Egypt’s domestic debt falls for first time in 11 years

Egypt’s domestic debt shrank for the first time in more than 11 years during the first quarter of the 2019/2020 financial year.

Separate analysis from Amwal Al Ghad on Tuesday calculated that Egypt has managed to reduce its domestic debt by 2.4 percent to reach 4.186 trillion Egyptian pounds ($264.6 billion) at the end of September from 4.289 trillion pounds at the end of June.

Egyptian domestic debt falls for the first time since the fourth quarter of the 2007/2008 financial year when the debt declined to 685.8 billion pounds at the end of March 2008 from 666.8 billion pounds at the end of June 2008.

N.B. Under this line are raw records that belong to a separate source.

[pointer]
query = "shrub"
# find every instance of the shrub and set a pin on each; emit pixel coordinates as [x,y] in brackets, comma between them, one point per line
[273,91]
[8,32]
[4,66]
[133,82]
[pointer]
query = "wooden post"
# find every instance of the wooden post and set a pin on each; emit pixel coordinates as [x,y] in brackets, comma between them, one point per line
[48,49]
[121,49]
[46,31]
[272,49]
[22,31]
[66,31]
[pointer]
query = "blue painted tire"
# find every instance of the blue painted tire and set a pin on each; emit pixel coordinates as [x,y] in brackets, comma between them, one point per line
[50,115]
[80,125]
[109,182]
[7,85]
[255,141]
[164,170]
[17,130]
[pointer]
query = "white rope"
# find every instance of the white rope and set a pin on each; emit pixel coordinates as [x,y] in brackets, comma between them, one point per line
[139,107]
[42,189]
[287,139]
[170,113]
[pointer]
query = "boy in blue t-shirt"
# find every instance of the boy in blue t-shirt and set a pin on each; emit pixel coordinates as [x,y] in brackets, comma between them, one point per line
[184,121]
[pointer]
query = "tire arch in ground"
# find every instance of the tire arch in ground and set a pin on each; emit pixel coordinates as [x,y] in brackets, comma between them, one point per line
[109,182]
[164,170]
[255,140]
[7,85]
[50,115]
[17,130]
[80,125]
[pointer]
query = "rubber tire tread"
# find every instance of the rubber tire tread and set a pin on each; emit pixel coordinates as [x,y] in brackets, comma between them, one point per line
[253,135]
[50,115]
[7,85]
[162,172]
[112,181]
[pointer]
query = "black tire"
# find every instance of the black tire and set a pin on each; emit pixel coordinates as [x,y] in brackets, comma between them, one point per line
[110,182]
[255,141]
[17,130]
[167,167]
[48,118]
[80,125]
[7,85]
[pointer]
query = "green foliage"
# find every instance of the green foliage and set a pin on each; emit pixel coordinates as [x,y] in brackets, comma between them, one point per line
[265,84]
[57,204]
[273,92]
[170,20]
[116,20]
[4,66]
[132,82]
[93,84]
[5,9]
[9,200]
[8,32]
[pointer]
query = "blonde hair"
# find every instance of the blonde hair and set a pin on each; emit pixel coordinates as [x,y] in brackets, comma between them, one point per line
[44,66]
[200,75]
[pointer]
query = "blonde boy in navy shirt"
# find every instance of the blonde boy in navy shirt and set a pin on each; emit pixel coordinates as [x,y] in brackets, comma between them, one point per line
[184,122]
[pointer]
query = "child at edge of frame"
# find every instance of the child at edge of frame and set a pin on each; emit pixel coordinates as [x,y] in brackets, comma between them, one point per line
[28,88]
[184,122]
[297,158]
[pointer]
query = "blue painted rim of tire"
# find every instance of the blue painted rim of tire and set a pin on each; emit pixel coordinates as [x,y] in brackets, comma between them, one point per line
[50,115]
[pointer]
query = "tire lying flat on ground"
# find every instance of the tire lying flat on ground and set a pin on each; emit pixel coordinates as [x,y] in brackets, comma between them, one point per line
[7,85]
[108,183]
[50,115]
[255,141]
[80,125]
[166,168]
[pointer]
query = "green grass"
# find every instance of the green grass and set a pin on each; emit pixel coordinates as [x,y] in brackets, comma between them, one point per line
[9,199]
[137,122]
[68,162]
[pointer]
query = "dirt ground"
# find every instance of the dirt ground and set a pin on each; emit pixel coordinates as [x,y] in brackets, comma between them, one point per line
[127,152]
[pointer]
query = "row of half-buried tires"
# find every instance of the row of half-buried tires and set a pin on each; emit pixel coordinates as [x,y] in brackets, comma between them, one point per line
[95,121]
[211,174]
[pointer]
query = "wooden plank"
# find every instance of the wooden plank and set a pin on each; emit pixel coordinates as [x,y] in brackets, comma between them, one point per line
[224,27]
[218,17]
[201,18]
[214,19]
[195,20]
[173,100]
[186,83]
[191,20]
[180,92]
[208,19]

Debt continued to rise in the past 11 years to surpass one trillion pounds for the first time in March 2011. According to the central bank’s official data, figures grew even bigger to 2.016 trillion pounds in March 2015, then to 3.052 trillion pounds in December 2016, and later to 4.107 trillion pounds in December 2018.

Egyptian Finance Minister Mohamed Maait said last week that the country is on track to reduce its total debt to a lower-than-expected 83 percent of GDP by the end of the financial year in June, helped by a widening of its primary budget surplus in the last half of 2019.

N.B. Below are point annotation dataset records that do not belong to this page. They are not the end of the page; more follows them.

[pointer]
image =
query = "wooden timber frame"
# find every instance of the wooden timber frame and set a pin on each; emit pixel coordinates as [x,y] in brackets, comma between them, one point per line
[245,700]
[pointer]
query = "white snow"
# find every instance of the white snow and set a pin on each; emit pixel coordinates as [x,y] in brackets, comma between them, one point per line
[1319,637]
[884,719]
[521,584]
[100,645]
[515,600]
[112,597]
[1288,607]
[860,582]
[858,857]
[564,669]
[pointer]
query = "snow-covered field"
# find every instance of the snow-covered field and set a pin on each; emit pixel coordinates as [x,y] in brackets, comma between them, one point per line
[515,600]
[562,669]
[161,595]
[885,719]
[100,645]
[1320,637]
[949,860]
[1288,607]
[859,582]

“We aim to reduce the debt to 83 percent by the end of the financial year, compared to the 89 percent we had (earlier) projected,”

The primary budget surplus widened to 0.5 percent of GDP, or 30 billion Egyptian pounds ($1.91 billion), in the second half of 2019 from 0.4 percent a year earlier, Maait added.

Egyptian government aims to reduce its primary deficit to 2 percent of GDP for the whole of the 2019/2020 financial year.